TEMPO.CO, Jakarta - PT Krakatau Steel (Persero) Tbk. akan merampingkan struktur organisasi perseroan dan sejumlah anak usaha pada 3 bulan ke depan. Perseroan akan mengkonsolidasikan anak perusahaan yang memiliki lini bisnis sejenis.
Baca: Direktur di-OTT KPK, Krakatau Steel Pastikan Produksi Jalan Terus
Direktur Utama Krakatau Steel Silmy Karim mengatakan perseroan mengalami tekanan akibat maraknya produk impor yang membanjiri pasar domestik sejak 2014. Oleh karena itu, menurut dia, perseroan harus realistis dalam memfokuskan lini usaha yang rugi dan mengurangi lini usaha yang kurang menghasilkan.
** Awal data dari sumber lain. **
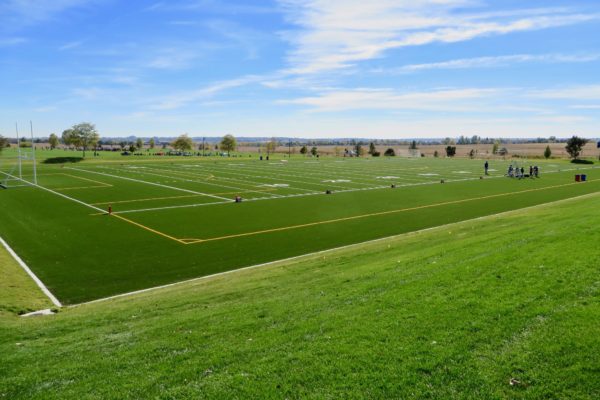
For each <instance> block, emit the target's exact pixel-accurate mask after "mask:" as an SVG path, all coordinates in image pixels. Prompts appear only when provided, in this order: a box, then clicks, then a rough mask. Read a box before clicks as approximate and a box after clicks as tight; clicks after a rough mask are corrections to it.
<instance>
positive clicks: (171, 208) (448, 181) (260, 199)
mask: <svg viewBox="0 0 600 400" xmlns="http://www.w3.org/2000/svg"><path fill="white" fill-rule="evenodd" d="M499 178H504V176H492V177H488V178H486V179H499ZM474 180H479V178H464V179H448V180H446V183H453V182H464V181H474ZM436 183H437V181H426V182H418V183H401V184H397V185H396V188H402V187H412V186H423V185H433V184H436ZM383 189H390V186H373V187H366V188H353V189H342V190H333V191H332V192H333V193H351V192H361V191H366V190H383ZM318 195H327V194H326V193H325V192H323V191H321V192H309V193H294V194H288V195H281V196H280V197H254V198H250V199H244V202H245V203H248V202H252V201H263V200H281V199H289V198H294V197H307V196H318ZM226 203H231V201H216V202H213V203H194V204H182V205H179V206H164V207H153V208H143V209H132V210H124V211H116V212H113V214H131V213H138V212H148V211H161V210H172V209H177V208H193V207H203V206H214V205H218V204H226Z"/></svg>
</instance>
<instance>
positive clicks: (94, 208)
mask: <svg viewBox="0 0 600 400" xmlns="http://www.w3.org/2000/svg"><path fill="white" fill-rule="evenodd" d="M3 174H5V175H8V176H10V177H12V178H15V179H18V180H20V181H23V182H26V183H27V184H28V185H30V186H33V187H36V188H39V189H42V190H45V191H47V192H50V193H53V194H55V195H57V196H60V197H63V198H65V199H67V200H71V201H74V202H75V203H79V204H81V205H83V206H86V207H89V208H92V209H94V210H96V211H100V212H106V210H103V209H101V208H98V207H96V206H93V205H91V204H88V203H85V202H83V201H81V200H77V199H74V198H73V197H69V196H67V195H66V194H62V193H59V192H56V191H54V190H52V189H48V188H47V187H44V186H40V185H36V184H35V183H32V182H28V181H25V180H22V179H20V178H18V177H16V176H14V175H10V174H7V173H6V172H3Z"/></svg>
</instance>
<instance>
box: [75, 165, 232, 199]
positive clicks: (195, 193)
mask: <svg viewBox="0 0 600 400" xmlns="http://www.w3.org/2000/svg"><path fill="white" fill-rule="evenodd" d="M65 169H71V170H74V171H81V172H88V173H90V174H98V175H104V176H109V177H111V178H117V179H124V180H126V181H132V182H137V183H145V184H147V185H152V186H158V187H163V188H166V189H173V190H179V191H180V192H186V193H193V194H199V195H202V196H207V197H213V198H215V199H219V200H227V201H233V200H231V199H228V198H225V197H221V196H215V195H213V194H208V193H202V192H197V191H195V190H189V189H183V188H179V187H176V186H169V185H163V184H161V183H155V182H148V181H142V180H139V179H134V178H127V177H125V176H119V175H113V174H107V173H105V172H97V171H89V170H86V169H81V168H74V167H65ZM173 179H174V178H173Z"/></svg>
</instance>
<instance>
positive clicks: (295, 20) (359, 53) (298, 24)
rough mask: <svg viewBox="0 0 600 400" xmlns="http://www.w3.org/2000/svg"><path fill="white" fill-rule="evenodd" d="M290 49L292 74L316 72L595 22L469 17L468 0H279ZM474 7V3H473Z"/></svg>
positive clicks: (594, 16)
mask: <svg viewBox="0 0 600 400" xmlns="http://www.w3.org/2000/svg"><path fill="white" fill-rule="evenodd" d="M280 3H281V4H282V6H283V8H284V10H285V11H286V16H287V19H288V20H289V21H290V22H291V23H292V24H294V25H297V26H299V27H300V29H299V30H297V31H293V32H285V33H284V38H285V39H286V40H288V41H289V42H291V44H292V45H293V47H294V48H293V50H292V51H291V52H290V54H289V57H288V61H289V64H290V72H292V73H297V74H306V73H318V72H324V71H328V70H336V69H341V68H347V67H349V66H351V65H354V64H355V63H357V62H360V61H365V60H370V59H374V58H378V57H382V56H383V54H384V53H385V52H386V51H387V50H391V49H396V48H401V47H407V46H421V45H426V44H430V43H435V42H443V43H452V42H460V41H466V40H471V39H474V38H476V37H482V36H490V35H504V34H508V33H512V32H520V31H528V30H538V29H546V28H552V27H559V26H565V25H571V24H577V23H581V22H585V21H590V20H596V19H598V18H599V16H598V15H595V14H578V13H570V12H568V11H566V10H562V9H556V8H548V9H535V10H516V11H512V12H510V13H505V14H504V15H502V14H500V15H499V14H493V13H492V14H477V13H467V12H465V11H460V10H461V9H463V10H465V9H466V10H468V9H470V6H472V5H473V4H474V3H473V2H472V1H467V0H420V1H414V0H380V1H371V2H365V1H362V0H310V1H301V0H280ZM475 4H476V3H475Z"/></svg>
Silmy menargetkan tahun ini urusan restrukturisasi beres. "Tujuannya Krakatau Steel yang ramping, lincah, dan cepat. Selain itu, penguatan pada bisnis inti dan bisnis penunjang guna memperkuat value perusahaan ke depan,” ujarnya pada pekan lalu.
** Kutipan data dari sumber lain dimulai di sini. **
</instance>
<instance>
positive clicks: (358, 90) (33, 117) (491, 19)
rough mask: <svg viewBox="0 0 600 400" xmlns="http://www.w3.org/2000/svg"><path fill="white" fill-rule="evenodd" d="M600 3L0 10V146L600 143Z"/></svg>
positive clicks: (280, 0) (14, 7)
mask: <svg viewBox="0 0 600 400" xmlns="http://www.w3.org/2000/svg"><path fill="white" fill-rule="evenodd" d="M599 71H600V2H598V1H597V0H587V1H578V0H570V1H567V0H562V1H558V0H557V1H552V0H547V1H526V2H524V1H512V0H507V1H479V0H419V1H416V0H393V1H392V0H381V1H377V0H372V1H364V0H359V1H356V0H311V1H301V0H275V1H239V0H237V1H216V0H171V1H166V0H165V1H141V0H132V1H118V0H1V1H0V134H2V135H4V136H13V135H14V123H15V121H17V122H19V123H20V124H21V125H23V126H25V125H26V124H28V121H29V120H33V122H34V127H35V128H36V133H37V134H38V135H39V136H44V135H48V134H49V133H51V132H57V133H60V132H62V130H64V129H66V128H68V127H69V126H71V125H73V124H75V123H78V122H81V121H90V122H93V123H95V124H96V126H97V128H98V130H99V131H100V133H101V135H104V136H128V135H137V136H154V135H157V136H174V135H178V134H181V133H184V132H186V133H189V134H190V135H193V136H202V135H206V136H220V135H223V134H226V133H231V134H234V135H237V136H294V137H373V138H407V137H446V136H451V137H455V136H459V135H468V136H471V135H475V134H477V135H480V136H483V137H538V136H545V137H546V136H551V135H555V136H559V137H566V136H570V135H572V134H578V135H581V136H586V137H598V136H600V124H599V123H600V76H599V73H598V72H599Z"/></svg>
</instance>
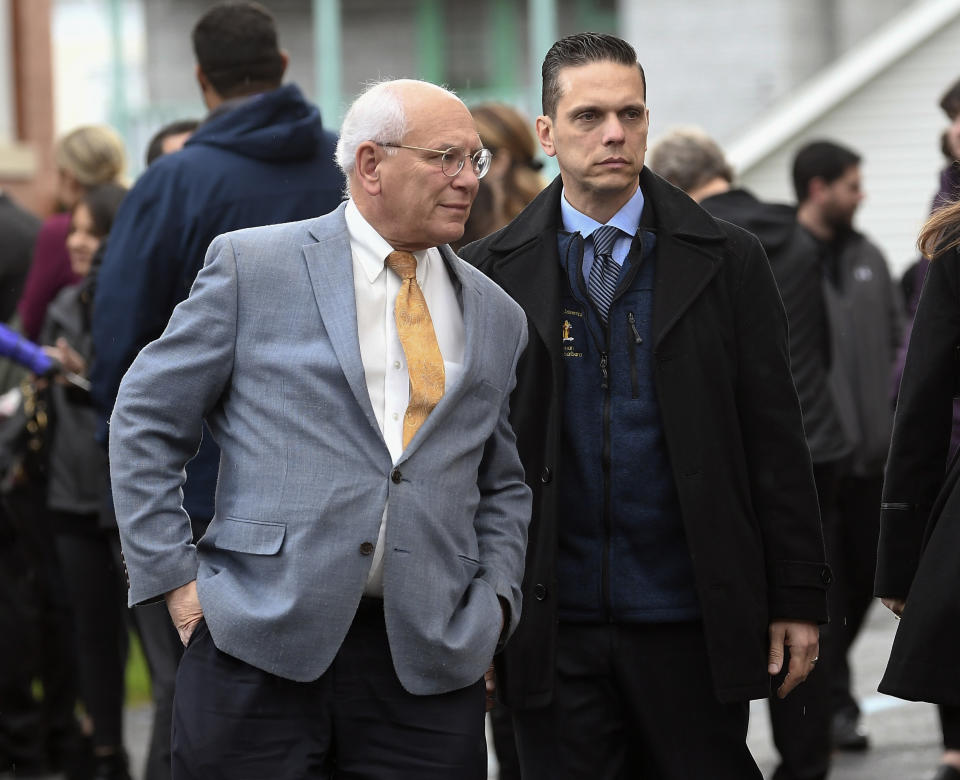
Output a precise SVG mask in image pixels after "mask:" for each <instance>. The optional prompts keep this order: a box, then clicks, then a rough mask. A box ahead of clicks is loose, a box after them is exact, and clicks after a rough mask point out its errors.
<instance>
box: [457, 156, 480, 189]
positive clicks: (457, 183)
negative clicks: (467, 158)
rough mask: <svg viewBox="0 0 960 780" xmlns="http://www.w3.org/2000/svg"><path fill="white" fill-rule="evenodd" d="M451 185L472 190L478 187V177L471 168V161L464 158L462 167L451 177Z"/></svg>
mask: <svg viewBox="0 0 960 780" xmlns="http://www.w3.org/2000/svg"><path fill="white" fill-rule="evenodd" d="M453 186H454V187H458V188H461V189H470V190H473V191H476V190H477V189H479V187H480V179H478V178H477V172H476V171H474V170H473V163H472V162H471V161H470V160H465V161H464V163H463V168H461V169H460V171H459V173H457V175H456V176H454V177H453Z"/></svg>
Lebih jauh, kata Silmy, perseroan akan menggabungkan anak dan cucu usaha dengan kepemilikan saham di atas 50 persen pada laporan keuangan konsolidasi. “Jadi, saya alokasikan sumber daya Krakatau Steel untuk mendukung bisnis-bisnis yang memang margin-nya besar.”
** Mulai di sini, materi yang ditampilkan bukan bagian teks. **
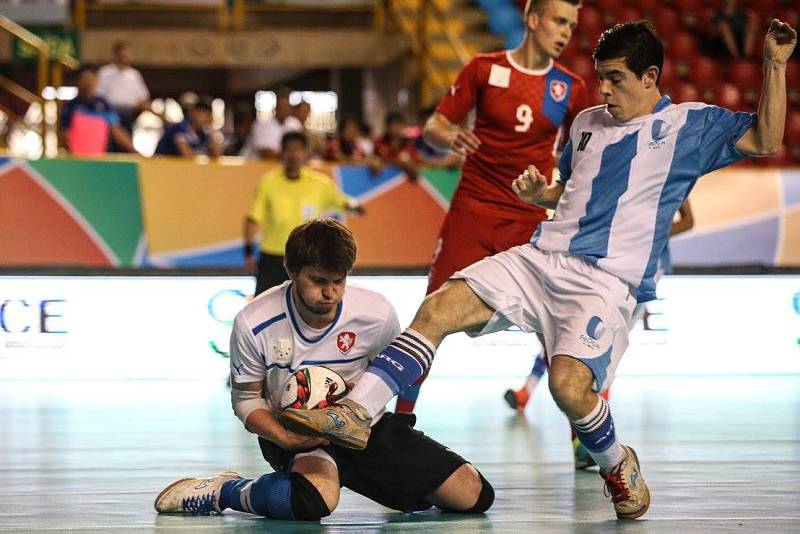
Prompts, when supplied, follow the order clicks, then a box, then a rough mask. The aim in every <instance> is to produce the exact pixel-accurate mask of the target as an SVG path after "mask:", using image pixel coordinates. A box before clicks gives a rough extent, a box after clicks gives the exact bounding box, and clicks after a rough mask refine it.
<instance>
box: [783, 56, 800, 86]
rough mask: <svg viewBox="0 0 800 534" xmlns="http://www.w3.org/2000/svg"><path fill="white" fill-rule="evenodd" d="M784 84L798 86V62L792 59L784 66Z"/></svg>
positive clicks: (799, 72)
mask: <svg viewBox="0 0 800 534" xmlns="http://www.w3.org/2000/svg"><path fill="white" fill-rule="evenodd" d="M786 83H787V84H788V85H793V86H795V87H797V86H798V85H800V60H799V59H792V60H790V61H789V63H788V64H787V65H786Z"/></svg>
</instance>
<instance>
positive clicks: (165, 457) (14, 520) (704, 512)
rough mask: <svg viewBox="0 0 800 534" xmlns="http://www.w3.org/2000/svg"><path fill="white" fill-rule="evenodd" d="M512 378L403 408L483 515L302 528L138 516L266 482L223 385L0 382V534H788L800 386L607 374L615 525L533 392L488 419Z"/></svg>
mask: <svg viewBox="0 0 800 534" xmlns="http://www.w3.org/2000/svg"><path fill="white" fill-rule="evenodd" d="M32 369H35V361H33V362H32ZM34 376H35V371H32V373H31V377H32V378H33V377H34ZM519 381H520V378H516V379H511V378H509V379H496V378H491V379H488V378H487V379H447V378H433V379H431V380H429V381H428V383H427V384H426V387H425V388H424V389H423V393H422V397H421V400H420V404H419V406H418V413H419V421H418V424H417V428H419V429H422V430H424V431H425V432H426V433H428V434H429V435H431V436H433V437H435V438H436V439H439V440H440V441H442V442H443V443H445V444H446V445H447V446H449V447H450V448H452V449H453V450H455V451H456V452H458V453H460V454H462V455H463V456H464V457H465V458H467V459H468V460H470V461H472V462H473V463H474V464H475V465H476V466H477V467H478V468H479V469H480V470H481V471H482V472H483V473H484V475H485V476H486V477H487V478H488V479H489V481H491V482H492V483H493V485H494V487H495V490H496V501H495V504H494V506H493V508H492V509H491V510H490V511H489V512H488V513H487V514H486V515H483V516H475V517H462V516H458V515H446V514H440V513H438V512H436V511H428V512H423V513H415V514H402V513H399V512H395V511H392V510H388V509H385V508H382V507H381V506H379V505H377V504H375V503H372V502H370V501H368V500H366V499H364V498H362V497H360V496H359V495H356V494H354V493H352V492H350V491H349V490H343V494H342V499H341V501H340V505H339V508H338V509H337V510H336V511H335V512H334V513H333V514H332V515H331V516H329V517H327V518H325V519H324V520H323V521H322V522H321V524H316V523H289V522H282V521H272V520H267V519H261V518H256V517H252V516H247V515H244V514H238V513H226V514H225V515H222V516H212V517H183V516H159V515H157V514H156V513H155V512H154V511H153V508H152V502H153V499H154V497H155V496H156V495H157V494H158V492H159V491H160V490H161V489H162V488H163V487H164V486H166V485H167V484H169V483H170V482H172V481H173V480H174V479H176V478H180V477H183V476H188V475H203V474H210V473H214V472H217V471H222V470H228V469H233V470H237V471H239V472H240V473H242V474H243V475H247V476H250V477H253V476H258V475H259V474H260V473H262V472H264V471H266V470H268V469H269V467H268V466H267V465H266V463H265V462H264V461H263V460H262V459H261V457H260V455H259V453H258V450H257V446H256V442H255V439H254V438H253V437H252V436H251V435H249V434H247V433H246V431H245V430H244V429H243V428H242V427H241V425H240V423H239V422H238V420H237V419H236V418H235V417H234V415H233V414H232V412H231V410H230V404H229V397H228V391H227V388H226V386H225V383H224V377H221V378H220V380H219V381H183V382H174V381H116V382H110V381H109V382H102V381H86V382H81V381H49V382H37V381H33V380H31V381H2V380H0V437H1V439H2V447H1V448H0V503H2V505H0V506H1V507H2V514H0V531H3V532H59V531H68V530H69V531H77V532H98V531H99V532H127V531H136V532H148V531H162V532H172V531H176V532H179V531H182V532H209V533H210V532H217V531H219V532H277V533H292V532H394V531H397V532H423V531H425V532H429V533H439V532H458V533H459V534H466V533H470V532H498V533H500V532H520V533H522V532H565V533H569V532H576V533H593V532H669V533H672V534H674V533H677V532H681V533H695V532H800V376H750V377H680V376H674V377H636V376H622V377H620V378H619V379H618V380H617V381H616V382H615V384H614V387H613V390H612V403H611V406H612V410H613V413H614V417H615V421H616V425H617V431H618V435H620V436H621V437H622V440H623V441H624V442H625V443H628V444H630V445H632V446H633V447H634V448H635V449H636V451H637V452H638V454H639V458H640V459H641V461H642V472H643V475H644V477H645V479H646V480H647V482H648V484H649V486H650V491H651V494H652V505H651V508H650V511H649V513H648V514H647V515H645V516H644V517H643V518H642V519H640V520H637V521H617V520H616V519H615V516H614V514H613V509H612V507H611V504H610V501H609V500H608V499H607V498H606V497H604V496H603V486H602V482H601V479H600V478H599V477H598V475H597V474H596V472H577V473H576V472H574V471H573V469H572V455H571V447H570V442H569V439H568V437H569V430H568V426H567V423H566V421H565V420H564V418H563V417H562V416H561V415H560V414H559V413H558V412H557V410H556V407H555V405H554V404H553V401H552V400H551V398H550V394H549V392H548V391H547V390H546V388H540V390H539V394H538V395H537V396H535V398H534V399H533V400H532V401H531V402H532V404H531V405H529V406H528V409H527V412H526V413H525V415H524V416H517V415H515V414H514V413H512V412H511V411H510V410H509V409H508V407H506V406H505V404H504V403H503V401H502V394H503V391H504V390H505V388H507V387H508V386H516V385H518V382H519Z"/></svg>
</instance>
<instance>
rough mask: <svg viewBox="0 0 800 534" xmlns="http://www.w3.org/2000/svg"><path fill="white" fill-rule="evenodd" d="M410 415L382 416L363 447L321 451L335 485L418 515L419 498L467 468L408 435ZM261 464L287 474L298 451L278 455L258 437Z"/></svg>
mask: <svg viewBox="0 0 800 534" xmlns="http://www.w3.org/2000/svg"><path fill="white" fill-rule="evenodd" d="M416 421H417V418H416V416H415V415H413V414H393V413H391V412H387V413H385V414H384V416H383V417H382V418H381V420H380V421H378V423H377V424H375V426H374V427H372V433H371V434H370V437H369V441H368V442H367V447H366V448H365V449H364V450H361V451H357V450H354V449H347V448H344V447H339V446H337V445H330V446H328V447H325V448H324V449H325V452H327V453H328V454H330V455H331V457H332V458H333V460H334V461H335V462H336V467H337V468H338V470H339V483H340V484H341V485H342V486H344V487H346V488H350V489H351V490H353V491H355V492H356V493H359V494H361V495H363V496H365V497H368V498H370V499H372V500H373V501H375V502H377V503H380V504H382V505H383V506H386V507H387V508H393V509H395V510H400V511H402V512H410V511H413V510H424V509H427V508H430V507H431V506H432V505H431V503H429V502H427V501H425V496H427V495H429V494H430V493H432V492H433V491H434V490H435V489H436V488H438V487H439V486H441V485H442V483H443V482H444V481H445V480H447V479H448V478H449V477H450V475H452V474H453V473H454V472H455V471H456V469H458V468H459V467H461V466H462V465H464V464H465V463H467V461H466V460H464V459H463V458H462V457H461V456H459V455H458V454H456V453H454V452H453V451H451V450H450V449H448V448H447V447H445V446H444V445H442V444H441V443H439V442H437V441H435V440H433V439H431V438H429V437H428V436H426V435H425V434H423V433H422V432H420V431H418V430H414V428H413V427H414V424H415V423H416ZM258 442H259V445H260V446H261V453H262V454H263V455H264V459H266V460H267V462H269V463H270V465H272V467H273V468H275V469H281V470H289V469H290V467H291V460H292V458H293V457H294V455H295V454H296V453H297V452H299V451H291V452H290V451H284V450H283V449H281V448H280V447H278V446H277V445H275V444H274V443H272V442H271V441H267V440H265V439H262V438H258Z"/></svg>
Untuk melakukan hal-hal tersebut, menurut Silmy, pemerintah harus mendukung industri baja nasional melalui lintas kementerian dan lembaga. Aturan dalam industri baja juga harus diperkuat. Sebab, jika hal tersebut tidak diterapkan, implementasi industri 4.0 pada industri baja akan sia-sia.
Sebelumnya diberitakan pada tahun 2018 terjadi kenaikan pendapatan bersih perseroan seiring dengan kenaikan jumlah volume penjualan. Pendapatan bersih meningkat 20,05 persen year on year menjadi US$ 1,73 miliar.
Baca: Rugi USD 37 Juta, Krakatau Steel Keluhkan Maraknya Baja Impor
Adapun volume penjualan meningkat 12,84 persen yakni sebesar 2,14 juta ton baja jika dibanding dengan periode yang sama tahun lalu sebesar 1,90 juta ton. Sementara rugi bersih Krakatau Steel pada 2018 menurun menjadi US$ 74,82 juta dibanding dengan tahun sebelumnya mencapai US$ 81,74 juta.